Al Presidente del Consiglio Giuseppe Conte, ai Presidenti di tutte le Regioni italiane, ai Ministri del governo e Al Presidente della Repubblica 

Siamo quel gruppo di cittadine e cittadini, genitori, con figli e figlie di varie età, scolare e prescolare, e di insegnanti, di educatrici e educatori e operatrici e operatori della scuola, di professioniste/i che, nell’aprile 2020, aveva deciso di interpellare direttamente la ministra Lucia Azzolina con una “lettera a una professoressa”: in merito alla scuola quale diritto e servizio essenziale che, allora, era necessario ripristinare al più presto in presenza, in sicurezza e in continuità.
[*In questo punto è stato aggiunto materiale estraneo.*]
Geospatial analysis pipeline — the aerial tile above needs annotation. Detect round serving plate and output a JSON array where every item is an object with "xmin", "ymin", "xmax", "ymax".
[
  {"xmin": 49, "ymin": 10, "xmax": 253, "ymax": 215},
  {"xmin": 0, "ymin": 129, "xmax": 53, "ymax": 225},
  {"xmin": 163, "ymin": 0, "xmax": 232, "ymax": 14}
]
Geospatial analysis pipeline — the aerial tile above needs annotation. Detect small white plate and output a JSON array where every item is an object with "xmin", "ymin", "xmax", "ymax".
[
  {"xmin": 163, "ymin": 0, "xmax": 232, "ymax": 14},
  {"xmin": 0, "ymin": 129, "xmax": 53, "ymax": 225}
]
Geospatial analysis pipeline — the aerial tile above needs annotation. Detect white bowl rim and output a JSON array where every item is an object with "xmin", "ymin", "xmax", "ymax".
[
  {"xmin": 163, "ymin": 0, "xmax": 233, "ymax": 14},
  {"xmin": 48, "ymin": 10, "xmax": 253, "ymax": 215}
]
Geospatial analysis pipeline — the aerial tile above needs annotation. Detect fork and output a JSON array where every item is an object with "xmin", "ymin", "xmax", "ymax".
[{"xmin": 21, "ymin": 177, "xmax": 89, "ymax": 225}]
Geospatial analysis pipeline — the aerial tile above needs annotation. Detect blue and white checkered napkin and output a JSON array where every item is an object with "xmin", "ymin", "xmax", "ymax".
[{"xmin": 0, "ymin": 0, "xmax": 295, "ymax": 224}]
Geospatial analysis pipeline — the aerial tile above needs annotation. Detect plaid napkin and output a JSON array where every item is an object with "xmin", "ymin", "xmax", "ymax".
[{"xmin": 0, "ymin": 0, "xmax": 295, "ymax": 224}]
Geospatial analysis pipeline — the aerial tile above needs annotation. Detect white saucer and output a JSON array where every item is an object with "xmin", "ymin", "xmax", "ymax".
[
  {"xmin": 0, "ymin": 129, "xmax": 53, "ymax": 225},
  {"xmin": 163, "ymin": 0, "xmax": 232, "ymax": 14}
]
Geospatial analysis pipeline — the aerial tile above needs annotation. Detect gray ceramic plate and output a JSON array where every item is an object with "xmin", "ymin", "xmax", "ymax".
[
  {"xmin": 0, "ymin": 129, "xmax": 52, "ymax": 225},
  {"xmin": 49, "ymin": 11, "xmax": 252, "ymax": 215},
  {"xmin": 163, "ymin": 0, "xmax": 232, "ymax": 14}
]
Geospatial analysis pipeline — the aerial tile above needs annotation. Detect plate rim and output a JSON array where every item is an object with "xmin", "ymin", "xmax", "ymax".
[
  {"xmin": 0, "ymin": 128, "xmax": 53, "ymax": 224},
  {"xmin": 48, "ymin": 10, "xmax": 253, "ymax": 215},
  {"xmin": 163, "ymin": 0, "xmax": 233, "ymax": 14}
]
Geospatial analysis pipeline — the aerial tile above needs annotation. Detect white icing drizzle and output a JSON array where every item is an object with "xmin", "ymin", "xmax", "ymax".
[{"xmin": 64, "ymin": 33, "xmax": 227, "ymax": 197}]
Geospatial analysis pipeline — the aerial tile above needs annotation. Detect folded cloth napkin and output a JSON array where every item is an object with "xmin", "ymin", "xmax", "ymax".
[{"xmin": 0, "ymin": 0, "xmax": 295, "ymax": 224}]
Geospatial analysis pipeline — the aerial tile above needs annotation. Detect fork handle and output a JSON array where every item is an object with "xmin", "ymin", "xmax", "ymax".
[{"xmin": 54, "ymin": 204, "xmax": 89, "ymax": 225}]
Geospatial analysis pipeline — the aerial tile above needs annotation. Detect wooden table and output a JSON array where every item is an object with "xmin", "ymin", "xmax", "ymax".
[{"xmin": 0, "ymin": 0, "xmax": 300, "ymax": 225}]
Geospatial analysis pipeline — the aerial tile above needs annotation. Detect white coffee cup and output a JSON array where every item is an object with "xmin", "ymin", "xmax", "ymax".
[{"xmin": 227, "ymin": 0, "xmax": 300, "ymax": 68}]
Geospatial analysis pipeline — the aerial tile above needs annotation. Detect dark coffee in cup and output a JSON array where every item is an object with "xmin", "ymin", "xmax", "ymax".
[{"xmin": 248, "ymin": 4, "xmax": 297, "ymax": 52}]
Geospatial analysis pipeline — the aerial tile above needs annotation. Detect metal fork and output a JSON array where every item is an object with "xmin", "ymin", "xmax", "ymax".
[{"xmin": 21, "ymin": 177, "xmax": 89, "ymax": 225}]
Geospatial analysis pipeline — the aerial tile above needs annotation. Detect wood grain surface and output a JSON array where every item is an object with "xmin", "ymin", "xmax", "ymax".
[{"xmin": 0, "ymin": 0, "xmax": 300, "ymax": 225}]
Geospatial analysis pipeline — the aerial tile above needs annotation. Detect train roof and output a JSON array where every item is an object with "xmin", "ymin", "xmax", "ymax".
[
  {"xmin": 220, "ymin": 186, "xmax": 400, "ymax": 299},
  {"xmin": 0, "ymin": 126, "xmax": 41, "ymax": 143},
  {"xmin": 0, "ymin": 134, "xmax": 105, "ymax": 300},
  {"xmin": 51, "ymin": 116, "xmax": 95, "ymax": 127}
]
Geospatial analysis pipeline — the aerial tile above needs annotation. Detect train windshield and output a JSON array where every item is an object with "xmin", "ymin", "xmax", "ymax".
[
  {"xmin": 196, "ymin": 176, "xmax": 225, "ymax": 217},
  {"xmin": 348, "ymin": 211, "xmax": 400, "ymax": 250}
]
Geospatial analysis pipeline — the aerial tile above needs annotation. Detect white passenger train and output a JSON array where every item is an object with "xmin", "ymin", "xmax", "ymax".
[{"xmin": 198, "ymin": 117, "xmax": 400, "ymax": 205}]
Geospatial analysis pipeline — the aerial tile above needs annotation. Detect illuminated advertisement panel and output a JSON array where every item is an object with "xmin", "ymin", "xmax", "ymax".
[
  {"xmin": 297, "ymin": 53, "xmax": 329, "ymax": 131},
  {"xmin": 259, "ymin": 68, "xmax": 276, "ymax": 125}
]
Ora, ci troviamo nell’imminenza di provvedimenti che minacciano di far tornare la scuola al febbraio-marzo 2020 (laddove questo non è già accaduto, come in Campania e in Puglia e per gli studenti e le studentesse delle scuole superiori). Per questo, quel gruppo di cittadini, ora costituito in Comitato Priorità alla Scuola, ha deciso interpellare di nuovo direttamente le istituzioni della Repubblica italiana, rivolgendosi al Presidente della Repubblica, al Presidente del Consiglio, ai Ministri del governo, ai Presidenti delle Regioni.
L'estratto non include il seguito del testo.